This is basically asking you to find the number of vertices [tex]n[/tex] of a complete graph that has 91 edges. (I've attached an example of one where [tex]n=7[/tex], taken from Wiki "complete graph" article)
Let's say you have [tex]n[/tex] unconnected vertices, each labelled with a number [tex]v_1,v_2,\ldots,v_n[/tex] (just for the purpose of tracking which ones you've already taken into account). Draw edges connecting [tex]v_1[/tex] to all the other vertices. There are [tex]n-1[/tex] possible edges you can draw.
Now starting from [tex]v_2[/tex], there's already an edge between it and [tex]v_1[/tex], which means there are [tex]n-2[/tex] other possible edges that you can draw.
Next, from [tex]v_3[/tex], you can only draw [tex]n-3[/tex] new edges because [tex]v_3[/tex] is already connected to [tex]v_1[/tex] and [tex]v_2[/tex].
Continuing in this pattern, you find that the second-to-last edge, [tex]v_{n-1}[/tex] can only be connected once to [tex]v_n[/tex], and finally arriving at [tex]v_n[/tex] you find that all possible connections have been exhausted.
The takeaway here is that the total number of possible connections is the sum
[tex]S=(n-1)+(n-2)+(n-3)+\cdots+1+0[/tex]
Writing the terms in reverse order, you have
[tex]S=0+1+2+\cdots+(n-2)+(n-1)[/tex]
So now if you add up the first, second, ..., terms of the two equivalent sums, you have
[tex]2S=(n-1+0)+(n-2+1)+(n-3+2)+\cdots+(1+n-2)+(0+n-1)[/tex]
[tex]2S=(n-1)+(n-1)+(n-1)+\cdots+(n-1)+(n-1)[/tex]

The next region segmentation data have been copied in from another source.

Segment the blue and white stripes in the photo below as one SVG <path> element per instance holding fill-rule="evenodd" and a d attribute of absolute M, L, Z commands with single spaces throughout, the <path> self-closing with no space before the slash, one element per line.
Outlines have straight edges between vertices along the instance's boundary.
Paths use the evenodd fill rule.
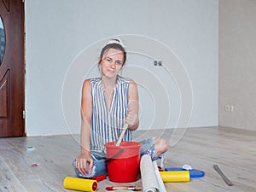
<path fill-rule="evenodd" d="M 90 149 L 104 150 L 108 142 L 117 141 L 128 110 L 128 90 L 130 79 L 117 77 L 113 98 L 108 110 L 101 78 L 90 79 L 92 96 L 92 118 L 90 122 Z M 127 130 L 124 141 L 131 140 L 131 132 Z"/>

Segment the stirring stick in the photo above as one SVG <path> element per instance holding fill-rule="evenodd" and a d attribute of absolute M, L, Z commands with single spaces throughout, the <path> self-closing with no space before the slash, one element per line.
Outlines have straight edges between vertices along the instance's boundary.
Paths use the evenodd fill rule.
<path fill-rule="evenodd" d="M 122 139 L 123 139 L 123 137 L 124 137 L 124 136 L 125 136 L 125 133 L 127 128 L 128 128 L 128 124 L 125 123 L 125 124 L 124 124 L 124 126 L 123 126 L 123 131 L 122 131 L 122 132 L 121 132 L 121 135 L 119 136 L 119 139 L 118 139 L 118 141 L 117 141 L 115 146 L 118 147 L 118 146 L 120 145 L 121 141 L 122 141 Z"/>

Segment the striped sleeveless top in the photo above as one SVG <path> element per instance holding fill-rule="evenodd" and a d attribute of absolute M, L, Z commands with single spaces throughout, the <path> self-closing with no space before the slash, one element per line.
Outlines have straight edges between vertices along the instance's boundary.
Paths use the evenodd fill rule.
<path fill-rule="evenodd" d="M 102 79 L 90 79 L 92 96 L 90 150 L 106 151 L 104 145 L 106 143 L 118 140 L 127 114 L 129 84 L 129 79 L 117 77 L 108 110 Z M 131 140 L 131 131 L 127 130 L 123 141 Z"/>

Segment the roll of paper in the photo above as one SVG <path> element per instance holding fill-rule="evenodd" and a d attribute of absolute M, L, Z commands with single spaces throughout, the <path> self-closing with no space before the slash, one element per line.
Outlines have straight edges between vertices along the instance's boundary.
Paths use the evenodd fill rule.
<path fill-rule="evenodd" d="M 160 172 L 163 182 L 189 182 L 190 179 L 189 171 Z"/>
<path fill-rule="evenodd" d="M 156 161 L 152 162 L 149 155 L 142 156 L 140 169 L 143 192 L 166 192 Z"/>
<path fill-rule="evenodd" d="M 73 190 L 94 192 L 97 189 L 97 181 L 86 178 L 66 177 L 63 181 L 64 188 Z"/>

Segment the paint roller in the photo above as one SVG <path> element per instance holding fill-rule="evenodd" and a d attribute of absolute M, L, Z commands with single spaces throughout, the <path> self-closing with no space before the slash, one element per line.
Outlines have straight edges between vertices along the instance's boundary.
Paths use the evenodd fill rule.
<path fill-rule="evenodd" d="M 66 177 L 63 187 L 67 189 L 95 192 L 97 189 L 97 181 L 86 178 Z"/>
<path fill-rule="evenodd" d="M 163 182 L 189 182 L 189 171 L 160 172 Z"/>

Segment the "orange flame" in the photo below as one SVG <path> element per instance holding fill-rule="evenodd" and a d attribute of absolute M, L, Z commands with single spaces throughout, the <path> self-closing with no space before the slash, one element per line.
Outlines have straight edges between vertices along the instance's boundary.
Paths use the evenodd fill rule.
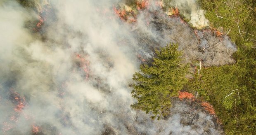
<path fill-rule="evenodd" d="M 141 1 L 137 1 L 136 3 L 138 10 L 142 9 L 145 8 L 148 8 L 148 0 L 142 0 Z"/>
<path fill-rule="evenodd" d="M 39 131 L 39 127 L 38 126 L 36 126 L 33 125 L 33 130 L 32 131 L 35 134 L 37 134 L 37 133 Z"/>
<path fill-rule="evenodd" d="M 89 61 L 85 59 L 84 57 L 79 54 L 76 55 L 76 58 L 78 58 L 80 62 L 81 68 L 83 69 L 83 71 L 86 73 L 86 79 L 88 79 L 89 78 L 89 73 L 90 72 L 88 68 L 88 65 L 89 65 Z"/>
<path fill-rule="evenodd" d="M 178 8 L 175 7 L 175 9 L 173 9 L 173 15 L 178 16 L 180 15 L 180 13 L 179 13 L 179 10 Z"/>

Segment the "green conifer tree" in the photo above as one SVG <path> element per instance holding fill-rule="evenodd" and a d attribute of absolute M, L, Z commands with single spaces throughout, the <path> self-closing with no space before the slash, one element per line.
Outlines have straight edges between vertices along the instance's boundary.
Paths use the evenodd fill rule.
<path fill-rule="evenodd" d="M 171 97 L 178 96 L 187 81 L 185 75 L 188 66 L 182 63 L 182 53 L 178 47 L 178 44 L 170 44 L 156 50 L 153 62 L 142 64 L 141 71 L 133 75 L 132 94 L 137 102 L 131 107 L 150 113 L 152 119 L 169 114 Z"/>

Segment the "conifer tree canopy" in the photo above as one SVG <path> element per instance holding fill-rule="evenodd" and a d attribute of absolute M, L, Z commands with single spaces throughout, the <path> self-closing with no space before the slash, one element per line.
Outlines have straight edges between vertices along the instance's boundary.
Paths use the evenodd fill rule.
<path fill-rule="evenodd" d="M 182 63 L 182 53 L 178 47 L 178 44 L 170 44 L 156 50 L 153 62 L 142 64 L 140 71 L 133 74 L 132 94 L 137 102 L 131 107 L 149 113 L 152 119 L 169 114 L 171 97 L 177 96 L 187 81 L 188 66 Z"/>

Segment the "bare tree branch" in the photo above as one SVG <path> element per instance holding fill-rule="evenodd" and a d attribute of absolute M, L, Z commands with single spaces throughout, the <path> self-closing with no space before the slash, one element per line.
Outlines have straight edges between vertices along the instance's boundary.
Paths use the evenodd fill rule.
<path fill-rule="evenodd" d="M 246 33 L 246 34 L 249 34 L 249 35 L 251 35 L 251 36 L 254 36 L 254 37 L 256 37 L 256 36 L 255 36 L 255 35 L 251 35 L 251 34 L 250 34 L 250 33 L 247 33 L 247 32 L 244 32 L 244 31 L 242 31 L 242 33 Z"/>
<path fill-rule="evenodd" d="M 230 29 L 229 29 L 229 30 L 228 30 L 228 33 L 227 33 L 227 34 L 226 34 L 226 35 L 225 35 L 225 36 L 224 36 L 224 37 L 226 37 L 227 35 L 228 35 L 228 33 L 229 33 L 230 31 Z"/>
<path fill-rule="evenodd" d="M 240 28 L 239 28 L 239 26 L 238 25 L 238 22 L 236 22 L 236 23 L 237 23 L 237 27 L 238 27 L 238 31 L 239 32 L 239 33 L 240 34 L 241 37 L 242 37 L 242 38 L 244 38 L 244 37 L 243 37 L 243 36 L 242 36 L 242 35 L 241 34 L 241 33 L 240 32 Z"/>

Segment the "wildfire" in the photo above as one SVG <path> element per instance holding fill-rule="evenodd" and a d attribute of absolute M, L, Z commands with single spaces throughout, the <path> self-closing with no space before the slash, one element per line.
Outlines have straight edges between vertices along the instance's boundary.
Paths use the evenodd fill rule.
<path fill-rule="evenodd" d="M 202 102 L 201 105 L 204 107 L 204 109 L 209 112 L 209 114 L 213 115 L 215 114 L 215 110 L 213 108 L 213 106 L 211 105 L 209 103 L 207 102 Z"/>
<path fill-rule="evenodd" d="M 12 100 L 13 103 L 17 104 L 14 108 L 16 112 L 21 112 L 26 104 L 25 97 L 21 96 L 19 93 L 14 91 L 13 89 L 11 90 L 10 98 Z"/>
<path fill-rule="evenodd" d="M 127 11 L 125 9 L 116 9 L 116 7 L 113 7 L 114 12 L 116 15 L 124 21 L 128 21 L 130 22 L 135 22 L 136 21 L 136 15 L 132 10 Z"/>
<path fill-rule="evenodd" d="M 177 7 L 175 7 L 175 9 L 173 9 L 172 12 L 173 12 L 173 16 L 180 16 L 179 10 Z"/>
<path fill-rule="evenodd" d="M 33 130 L 32 131 L 33 132 L 33 133 L 36 134 L 37 134 L 37 133 L 39 131 L 39 127 L 34 125 L 33 125 Z"/>
<path fill-rule="evenodd" d="M 2 128 L 2 130 L 4 131 L 4 132 L 5 132 L 9 130 L 10 129 L 13 128 L 14 127 L 13 125 L 7 122 L 4 122 L 2 124 L 3 127 Z"/>
<path fill-rule="evenodd" d="M 148 0 L 142 0 L 140 1 L 137 1 L 136 3 L 138 10 L 140 10 L 145 8 L 148 8 L 149 1 Z"/>
<path fill-rule="evenodd" d="M 85 59 L 84 57 L 81 56 L 81 55 L 78 54 L 76 55 L 76 58 L 77 58 L 80 63 L 80 68 L 83 69 L 83 71 L 86 73 L 86 79 L 89 78 L 89 69 L 88 68 L 89 62 L 89 61 Z"/>
<path fill-rule="evenodd" d="M 184 98 L 192 99 L 194 98 L 194 96 L 193 94 L 189 93 L 187 92 L 179 92 L 179 98 L 181 100 Z"/>
<path fill-rule="evenodd" d="M 219 37 L 221 35 L 223 35 L 223 33 L 221 33 L 220 31 L 218 31 L 218 30 L 216 30 L 215 32 L 215 34 L 216 34 L 216 35 L 217 37 Z"/>

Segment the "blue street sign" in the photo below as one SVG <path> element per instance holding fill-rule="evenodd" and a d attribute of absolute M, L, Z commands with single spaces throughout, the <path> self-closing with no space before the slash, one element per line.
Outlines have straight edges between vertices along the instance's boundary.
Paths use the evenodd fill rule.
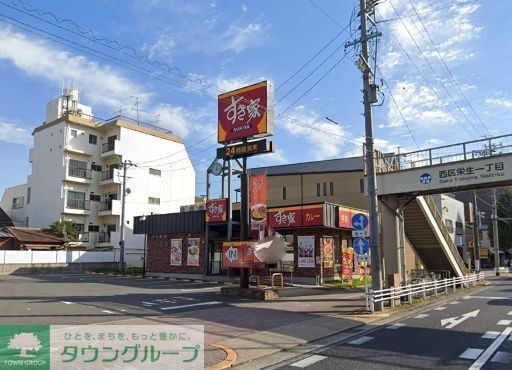
<path fill-rule="evenodd" d="M 355 238 L 353 246 L 357 254 L 366 254 L 370 250 L 370 244 L 368 240 L 364 238 Z"/>
<path fill-rule="evenodd" d="M 355 230 L 364 230 L 368 226 L 368 217 L 362 213 L 356 213 L 352 216 L 352 228 Z"/>

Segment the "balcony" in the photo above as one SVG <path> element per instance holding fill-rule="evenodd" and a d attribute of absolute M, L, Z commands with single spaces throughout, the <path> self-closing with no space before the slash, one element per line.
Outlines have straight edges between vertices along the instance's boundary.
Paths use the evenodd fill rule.
<path fill-rule="evenodd" d="M 91 213 L 91 201 L 83 199 L 70 199 L 66 201 L 64 213 L 74 215 L 88 215 Z"/>
<path fill-rule="evenodd" d="M 91 183 L 92 171 L 85 168 L 68 167 L 66 175 L 67 181 L 79 182 L 79 183 Z"/>
<path fill-rule="evenodd" d="M 108 199 L 99 203 L 98 216 L 120 216 L 121 201 L 116 199 Z"/>
<path fill-rule="evenodd" d="M 117 176 L 117 170 L 101 171 L 100 185 L 107 184 L 121 184 L 121 180 Z"/>
<path fill-rule="evenodd" d="M 101 157 L 109 157 L 112 155 L 121 155 L 119 140 L 101 144 Z"/>

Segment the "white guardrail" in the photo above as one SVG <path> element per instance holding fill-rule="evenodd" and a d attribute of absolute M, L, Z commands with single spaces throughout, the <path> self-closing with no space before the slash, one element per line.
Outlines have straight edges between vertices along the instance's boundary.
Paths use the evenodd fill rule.
<path fill-rule="evenodd" d="M 437 296 L 438 294 L 448 294 L 449 289 L 455 292 L 457 288 L 468 287 L 470 283 L 481 282 L 484 280 L 484 273 L 470 274 L 463 277 L 453 277 L 450 279 L 425 281 L 417 284 L 403 285 L 399 287 L 391 287 L 381 290 L 367 290 L 366 309 L 374 312 L 375 303 L 390 302 L 391 307 L 395 307 L 396 301 L 402 301 L 405 298 L 409 303 L 413 299 L 427 298 L 429 296 Z"/>

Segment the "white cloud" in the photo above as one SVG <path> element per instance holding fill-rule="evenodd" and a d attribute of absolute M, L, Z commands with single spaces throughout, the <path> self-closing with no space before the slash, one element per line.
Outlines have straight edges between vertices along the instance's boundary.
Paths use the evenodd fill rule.
<path fill-rule="evenodd" d="M 506 109 L 512 108 L 512 99 L 488 98 L 488 99 L 485 99 L 485 102 L 493 107 L 506 108 Z"/>
<path fill-rule="evenodd" d="M 30 145 L 32 143 L 32 135 L 25 128 L 12 123 L 0 122 L 0 141 Z"/>

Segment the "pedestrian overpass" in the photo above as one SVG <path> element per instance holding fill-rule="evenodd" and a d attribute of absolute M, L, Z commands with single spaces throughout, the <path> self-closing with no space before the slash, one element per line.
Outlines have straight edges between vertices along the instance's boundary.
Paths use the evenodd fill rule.
<path fill-rule="evenodd" d="M 375 156 L 386 274 L 406 278 L 409 243 L 426 269 L 465 275 L 431 195 L 512 185 L 512 135 Z"/>

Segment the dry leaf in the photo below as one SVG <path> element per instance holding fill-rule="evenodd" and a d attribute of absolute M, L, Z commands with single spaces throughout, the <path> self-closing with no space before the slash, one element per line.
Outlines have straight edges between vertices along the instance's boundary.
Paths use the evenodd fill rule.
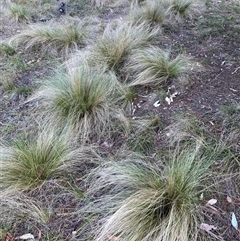
<path fill-rule="evenodd" d="M 111 241 L 120 241 L 120 238 L 118 238 L 117 236 L 115 235 L 108 235 L 107 236 L 109 240 Z"/>
<path fill-rule="evenodd" d="M 212 229 L 216 230 L 217 227 L 215 227 L 214 225 L 209 225 L 209 224 L 207 224 L 207 223 L 201 223 L 201 224 L 200 224 L 200 229 L 205 230 L 205 231 L 208 232 L 208 231 L 210 231 L 210 230 L 212 230 Z"/>
<path fill-rule="evenodd" d="M 214 205 L 214 204 L 216 204 L 216 203 L 217 203 L 217 199 L 210 199 L 210 200 L 207 202 L 208 205 Z"/>
<path fill-rule="evenodd" d="M 156 102 L 153 104 L 154 107 L 159 107 L 160 105 L 161 105 L 160 100 L 156 101 Z"/>
<path fill-rule="evenodd" d="M 20 237 L 16 237 L 16 239 L 22 239 L 22 240 L 27 240 L 27 241 L 35 241 L 35 238 L 31 233 L 23 234 Z"/>
<path fill-rule="evenodd" d="M 232 226 L 238 230 L 238 222 L 237 222 L 237 218 L 234 212 L 232 212 Z"/>

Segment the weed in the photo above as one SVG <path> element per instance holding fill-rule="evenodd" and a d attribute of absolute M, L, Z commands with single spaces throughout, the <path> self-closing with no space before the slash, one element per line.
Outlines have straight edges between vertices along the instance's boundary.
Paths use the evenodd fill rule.
<path fill-rule="evenodd" d="M 115 75 L 105 69 L 81 66 L 58 73 L 33 98 L 43 99 L 53 123 L 70 125 L 82 138 L 100 137 L 117 112 L 113 106 L 118 86 Z"/>
<path fill-rule="evenodd" d="M 53 130 L 43 131 L 35 140 L 2 145 L 0 187 L 26 190 L 51 178 L 63 178 L 77 153 L 67 136 L 58 136 Z"/>
<path fill-rule="evenodd" d="M 129 70 L 136 75 L 130 82 L 134 85 L 161 85 L 181 75 L 189 75 L 196 64 L 186 55 L 171 57 L 170 51 L 157 47 L 135 51 L 129 58 Z"/>
<path fill-rule="evenodd" d="M 11 56 L 16 54 L 16 50 L 9 44 L 7 43 L 0 43 L 0 55 L 7 55 Z"/>
<path fill-rule="evenodd" d="M 68 23 L 34 24 L 29 29 L 23 30 L 10 39 L 10 44 L 18 47 L 22 46 L 25 50 L 40 48 L 44 53 L 57 55 L 68 53 L 72 49 L 77 49 L 84 45 L 87 35 L 86 24 L 84 21 Z"/>
<path fill-rule="evenodd" d="M 8 11 L 10 16 L 14 18 L 17 22 L 21 20 L 27 20 L 31 15 L 31 11 L 21 4 L 11 3 L 8 6 Z"/>
<path fill-rule="evenodd" d="M 150 0 L 136 6 L 131 12 L 135 23 L 147 22 L 150 25 L 161 25 L 171 16 L 172 6 L 166 0 Z"/>
<path fill-rule="evenodd" d="M 200 240 L 200 194 L 210 165 L 196 149 L 175 156 L 165 168 L 126 160 L 94 170 L 89 194 L 101 195 L 95 205 L 105 211 L 97 238 Z"/>
<path fill-rule="evenodd" d="M 119 70 L 130 51 L 148 45 L 156 37 L 157 29 L 151 31 L 144 24 L 139 26 L 128 22 L 109 24 L 102 36 L 93 44 L 90 56 L 91 65 L 106 65 L 109 69 Z"/>

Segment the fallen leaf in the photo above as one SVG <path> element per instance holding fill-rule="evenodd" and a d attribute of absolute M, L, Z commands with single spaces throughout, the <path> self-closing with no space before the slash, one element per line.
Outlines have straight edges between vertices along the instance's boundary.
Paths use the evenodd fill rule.
<path fill-rule="evenodd" d="M 207 224 L 207 223 L 201 223 L 201 224 L 200 224 L 200 229 L 205 230 L 205 231 L 208 232 L 208 231 L 210 231 L 210 230 L 212 230 L 212 229 L 216 230 L 217 227 L 215 227 L 214 225 L 209 225 L 209 224 Z"/>
<path fill-rule="evenodd" d="M 161 105 L 160 100 L 156 101 L 156 102 L 153 104 L 154 107 L 159 107 L 160 105 Z"/>
<path fill-rule="evenodd" d="M 232 212 L 232 226 L 238 230 L 238 222 L 234 212 Z"/>
<path fill-rule="evenodd" d="M 200 224 L 200 229 L 206 231 L 208 234 L 210 234 L 212 237 L 214 237 L 216 240 L 224 241 L 223 238 L 219 235 L 214 234 L 211 232 L 212 229 L 216 230 L 217 228 L 213 225 L 209 225 L 207 223 L 201 223 Z"/>
<path fill-rule="evenodd" d="M 107 236 L 109 240 L 111 241 L 120 241 L 120 238 L 118 238 L 117 236 L 115 235 L 108 235 Z"/>
<path fill-rule="evenodd" d="M 208 205 L 214 205 L 214 204 L 216 204 L 216 203 L 217 203 L 217 199 L 210 199 L 210 200 L 208 200 L 208 202 L 207 202 Z"/>
<path fill-rule="evenodd" d="M 12 241 L 12 240 L 14 240 L 14 237 L 12 236 L 12 234 L 11 233 L 7 233 L 6 237 L 5 237 L 5 241 Z"/>
<path fill-rule="evenodd" d="M 22 239 L 22 240 L 27 240 L 27 241 L 35 241 L 35 238 L 31 233 L 23 234 L 20 237 L 16 237 L 16 239 Z"/>

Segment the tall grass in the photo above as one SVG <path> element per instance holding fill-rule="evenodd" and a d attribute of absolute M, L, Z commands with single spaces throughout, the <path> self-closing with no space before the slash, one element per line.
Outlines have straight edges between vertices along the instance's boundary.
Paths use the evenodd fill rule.
<path fill-rule="evenodd" d="M 196 149 L 175 156 L 165 166 L 126 160 L 94 170 L 89 193 L 99 198 L 96 206 L 90 205 L 104 216 L 97 238 L 201 240 L 200 194 L 206 189 L 210 165 Z"/>
<path fill-rule="evenodd" d="M 151 30 L 144 24 L 132 25 L 126 21 L 108 24 L 103 34 L 90 47 L 90 50 L 80 57 L 73 57 L 71 62 L 82 61 L 84 57 L 90 65 L 107 65 L 109 69 L 119 70 L 133 49 L 149 45 L 156 37 L 158 29 Z"/>
<path fill-rule="evenodd" d="M 200 15 L 204 10 L 203 0 L 171 0 L 172 11 L 177 20 L 182 17 L 188 17 L 190 19 Z"/>
<path fill-rule="evenodd" d="M 118 82 L 105 69 L 80 66 L 57 73 L 45 82 L 33 99 L 42 99 L 52 123 L 70 126 L 79 137 L 100 138 L 117 116 Z"/>
<path fill-rule="evenodd" d="M 186 55 L 172 57 L 170 50 L 154 46 L 135 51 L 127 65 L 136 76 L 130 85 L 161 85 L 181 75 L 188 76 L 199 67 Z"/>
<path fill-rule="evenodd" d="M 31 11 L 32 11 L 26 6 L 24 6 L 23 4 L 17 4 L 17 3 L 9 4 L 7 10 L 10 17 L 14 18 L 16 22 L 19 22 L 22 20 L 28 20 L 30 18 Z"/>
<path fill-rule="evenodd" d="M 135 23 L 147 22 L 150 25 L 162 25 L 172 14 L 172 5 L 168 0 L 149 0 L 136 6 L 131 12 Z"/>
<path fill-rule="evenodd" d="M 28 190 L 50 179 L 64 179 L 80 157 L 71 146 L 69 135 L 53 129 L 42 131 L 35 139 L 1 144 L 0 189 Z"/>
<path fill-rule="evenodd" d="M 47 51 L 58 55 L 66 54 L 85 45 L 87 36 L 86 23 L 82 20 L 48 24 L 30 25 L 28 29 L 10 39 L 14 47 L 22 47 L 30 51 Z"/>

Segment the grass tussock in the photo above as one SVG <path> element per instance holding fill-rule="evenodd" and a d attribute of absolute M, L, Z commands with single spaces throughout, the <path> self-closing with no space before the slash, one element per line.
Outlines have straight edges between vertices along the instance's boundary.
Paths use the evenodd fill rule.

In other words, you're adding up [tex]n-1[/tex], [tex]n[/tex] times (since each [tex]n-1[/tex] corresponds to a distinct vertex), so you have
[tex]2S=n(n-1)[/tex]
Dividing by 2, you end up with
[tex]S=\dfrac{n(n-1)}2[/tex]
Now, since you know that 91 handshakes took place in total, you have
[tex]91=\dfrac{n(n-1)}2\implies 182=n(n-1)\implies n=-14,13[/tex]
Obviously, we omit the negative solution, so there were 13 people at the meeting.